As historian Timothy Ryback notes in
*Hitler's Private Library*, his early passions were cultural, not
genocidal—what if rejection hadn't twisted them?
This "what if" isn't fantasy; it's a mirror. Think of other
"rejects" like Van Gogh, who sold one painting in life yet lit the
world. It’s a choice.
A Call to See Potential:
No one arrives evil. Hitler's youth overflows with the same creativity in all
of us. History pivots on a single door: an acceptance letter, a kind word, a
second chance.
As an educator, we need to play a very crucial role in the lives of the students who are entrusted to our care. It is an inevitable virtue that we need to nurture within us to identify the potential within every student. Children come to us with different personalities and unique intelligences.
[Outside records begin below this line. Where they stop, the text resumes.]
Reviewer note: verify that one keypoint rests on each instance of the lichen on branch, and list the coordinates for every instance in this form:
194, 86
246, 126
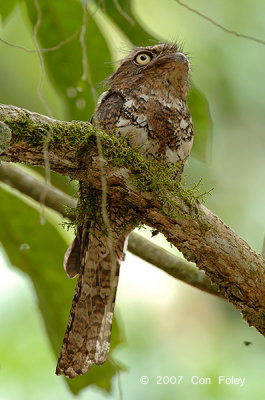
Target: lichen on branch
158, 200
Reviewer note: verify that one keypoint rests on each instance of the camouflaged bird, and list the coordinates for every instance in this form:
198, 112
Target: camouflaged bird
146, 100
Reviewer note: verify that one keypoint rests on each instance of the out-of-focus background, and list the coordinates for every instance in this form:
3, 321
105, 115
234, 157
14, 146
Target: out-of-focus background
168, 329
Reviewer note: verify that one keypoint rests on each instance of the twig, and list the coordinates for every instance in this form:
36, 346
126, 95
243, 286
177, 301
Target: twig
232, 32
139, 246
199, 234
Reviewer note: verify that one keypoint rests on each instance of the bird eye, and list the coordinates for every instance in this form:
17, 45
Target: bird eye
143, 58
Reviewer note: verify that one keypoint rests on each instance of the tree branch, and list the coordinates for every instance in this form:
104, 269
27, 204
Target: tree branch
200, 235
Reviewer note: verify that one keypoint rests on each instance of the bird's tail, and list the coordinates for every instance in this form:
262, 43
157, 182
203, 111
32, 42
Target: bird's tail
87, 336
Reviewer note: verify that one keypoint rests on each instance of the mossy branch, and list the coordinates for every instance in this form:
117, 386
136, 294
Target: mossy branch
162, 204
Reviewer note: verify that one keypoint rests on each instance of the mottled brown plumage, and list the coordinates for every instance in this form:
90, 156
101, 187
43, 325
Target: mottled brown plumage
146, 100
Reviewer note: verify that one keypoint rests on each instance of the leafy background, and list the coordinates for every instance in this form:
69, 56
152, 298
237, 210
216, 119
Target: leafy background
166, 327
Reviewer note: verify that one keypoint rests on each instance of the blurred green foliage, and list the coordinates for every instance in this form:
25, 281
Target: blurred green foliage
229, 72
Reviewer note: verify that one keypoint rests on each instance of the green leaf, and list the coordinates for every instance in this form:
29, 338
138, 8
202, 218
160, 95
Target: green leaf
198, 104
38, 250
6, 9
59, 21
199, 109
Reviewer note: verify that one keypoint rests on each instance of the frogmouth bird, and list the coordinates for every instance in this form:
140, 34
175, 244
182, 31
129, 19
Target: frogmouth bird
146, 100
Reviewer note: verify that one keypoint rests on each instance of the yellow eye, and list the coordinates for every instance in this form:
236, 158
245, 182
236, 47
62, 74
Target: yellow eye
143, 58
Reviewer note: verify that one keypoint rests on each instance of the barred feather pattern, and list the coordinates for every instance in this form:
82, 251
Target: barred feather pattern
146, 102
87, 337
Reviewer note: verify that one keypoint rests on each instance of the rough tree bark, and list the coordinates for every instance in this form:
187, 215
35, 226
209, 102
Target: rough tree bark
201, 236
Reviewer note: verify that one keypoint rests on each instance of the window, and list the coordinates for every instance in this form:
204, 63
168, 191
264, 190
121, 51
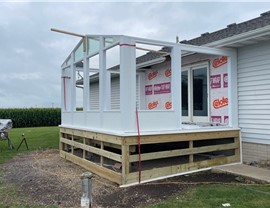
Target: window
195, 88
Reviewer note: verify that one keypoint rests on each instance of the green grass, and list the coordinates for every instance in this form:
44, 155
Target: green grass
213, 196
37, 138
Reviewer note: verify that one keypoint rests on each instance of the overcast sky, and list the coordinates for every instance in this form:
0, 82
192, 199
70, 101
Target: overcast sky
31, 55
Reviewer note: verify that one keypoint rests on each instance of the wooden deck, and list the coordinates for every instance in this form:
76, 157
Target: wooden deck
116, 157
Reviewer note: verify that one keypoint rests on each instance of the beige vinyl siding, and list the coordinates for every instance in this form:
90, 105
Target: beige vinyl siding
254, 92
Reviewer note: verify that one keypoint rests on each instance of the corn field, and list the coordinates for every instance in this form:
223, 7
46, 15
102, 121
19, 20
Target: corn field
32, 117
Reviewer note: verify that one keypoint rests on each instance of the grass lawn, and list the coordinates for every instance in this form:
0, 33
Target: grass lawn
213, 196
37, 138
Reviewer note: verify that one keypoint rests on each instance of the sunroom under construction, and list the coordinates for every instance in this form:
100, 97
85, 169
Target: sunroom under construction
135, 110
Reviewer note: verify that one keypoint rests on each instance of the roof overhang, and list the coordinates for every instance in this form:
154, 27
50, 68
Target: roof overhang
244, 39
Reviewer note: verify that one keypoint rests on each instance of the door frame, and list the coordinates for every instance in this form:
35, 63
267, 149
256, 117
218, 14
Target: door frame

We are not here to monopolise them under one category ‘studious’. Allow them to bloom in their own capacity and in their own time.
Positive words shift focus from mistakes to
productive struggle, helping students reframe challenges positively and build
resilience.
Try using Praising phrases such as:
"Thank you for raising your hand"
"You worked so hard on that—I'm impressed!"
"I
see how much effort you're putting in; keep going."
"You're
getting better every time you try."
"Thank
you for helping your friend."
"I
love how you shared so kindly."
"You're
such a great problem-solver!"
"It's
okay to make mistakes—that's how we learn."
"You
can do it; I believe in you!"
"What
a fantastic idea—tell me more."
"You
did it all by yourself—great job!"
"Thank
you for listening so carefully."
"You're
an important part of our group."
"I appreciate your effort"
"You're showing great progress"
These phrases Bring about positive results inside the class room.
Choose the path of beauty:
Teachers can transform their classrooms by
weaving positive phrases into daily interactions. Spot the
artist in the outcast; nurture the spark before shadows grow.
In our classrooms, communities, and lives, let's choose the path of beauty.